Miguel Silvestre
gestor
Nas últimas décadas vivemos num país politicamente entretido em colar cromos à direita e à esquerda, em votar em candidatos a primeiro-ministro quando, de facto, estamos a escolher representantes de círculos eleitorais, surgem academias de quadros para militantes quando a maioria dos eleitores deseja que a política seja um modelo pouco diferente do voluntariado. Deseja-se independência dos políticos e manteve-se um regime bipartidário de poder. O país entreteve-se a dar nomes a coisas que ninguém sabe o que são como a “máquina do Estado” ou o “aparelho do Estado”. São entidades etéreas, mas que servem para tudo. Serão tão importantes que, se calhar, era para elas que deveríamos votar.
Os partidos tradicionais estão pressionados por partidos sem história, ainda soltos da memória e compromissos anteriores, que os pressionam pelos resultados não atingidos e pelo esgotamento de um modelo que não nos arrancou da segunda metade da tabela da União Europeia.
A (legítima) jogada política da geringonça salvou um partido socialista de um penoso caminho, que o poderia conduzir ao destino de tantos países socialistas europeus e hostilizou ainda mais os campos num país dividido. Permitiu também que o terceiro episódio de bancarrota do país não tivesse consequências políticas, a não ser o apontar o dedo a um ex-primeiro-ministro já a problemas com a justiça. Do outro lado, um PSD que assumiu e já não consegue largar o papel de médico intensivista da nação. À esquerda do centro sucedem-se as terapias alternativas, como se o país fosse um laboratório, quando precisa é de terapias testadas.
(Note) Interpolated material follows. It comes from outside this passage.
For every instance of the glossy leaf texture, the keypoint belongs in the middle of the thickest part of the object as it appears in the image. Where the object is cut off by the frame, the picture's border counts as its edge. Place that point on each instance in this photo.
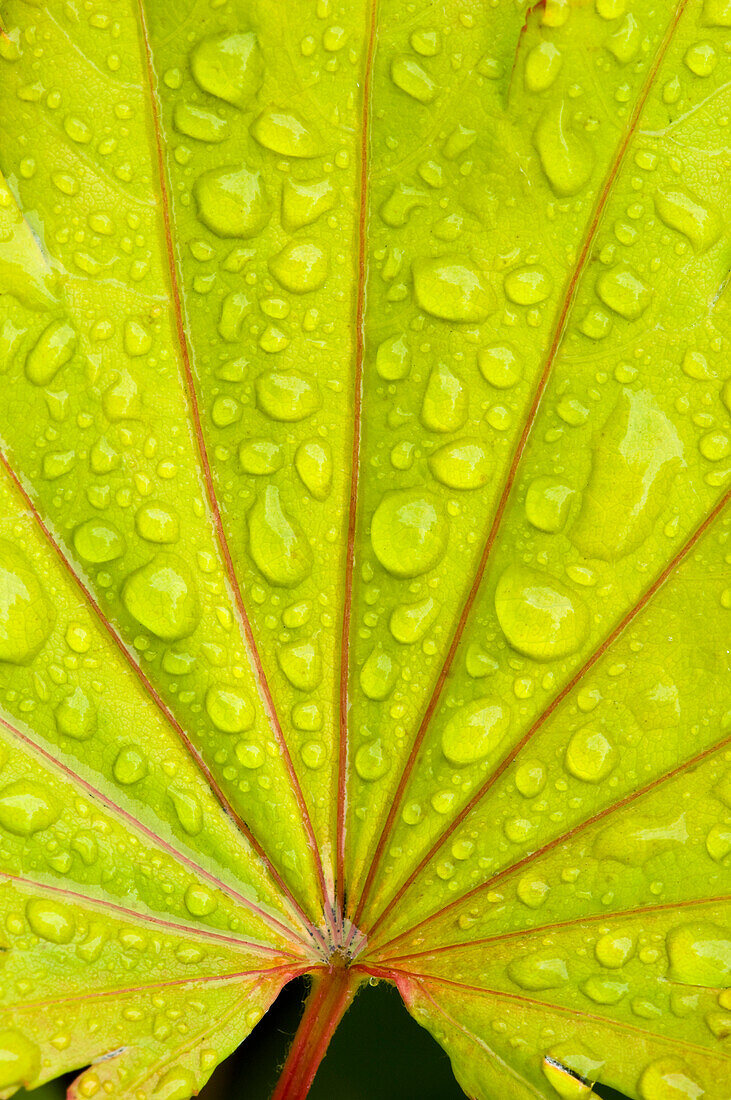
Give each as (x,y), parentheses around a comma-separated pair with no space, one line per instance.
(364,564)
Numa das novas páginas da caderneta temos o cromo que se vende como raro, mas que é repetido e estafado. Multiplicam-se os colecionadores que o amam como a seguir o odeiam. Exala um bafio histórico, mas agarra-se ao momento para um projeto de poder.
Na caderneta nacional há ainda lugar para uma originalidade. A coerência jurássica de um partido fora de tempo e fora do mundo em que Portugal se insere. Portugal é, de facto, um país especial. Não sei se bem se mal! A existência de um partido liberal é algo invulgar numa democracia do sul da europa. Num país onde nem a revolução liberal conseguiu acabar com o antigo regime, deposita-se a esperança de podermos ser como os primos europeus do norte. Esta ambivalência nacional de querermos ser como os ricos, mesmo que nos sintamos realmente bem junto dos mais pobres é uma caricatura deste país vetusto, onde a resignação batalha com o romantismo dos que querem diferente.
O que me parece evidente é o inútil de falar de voto útil num país onde mais de metade da população não vota. Inútil é não votar. E essa deveria ser a mensagem que todos os partidos deveriam ter, porque é a única que é consensual e que lhes toca a todos. Na caderneta da democracia não deveríamos ter cromos em branco.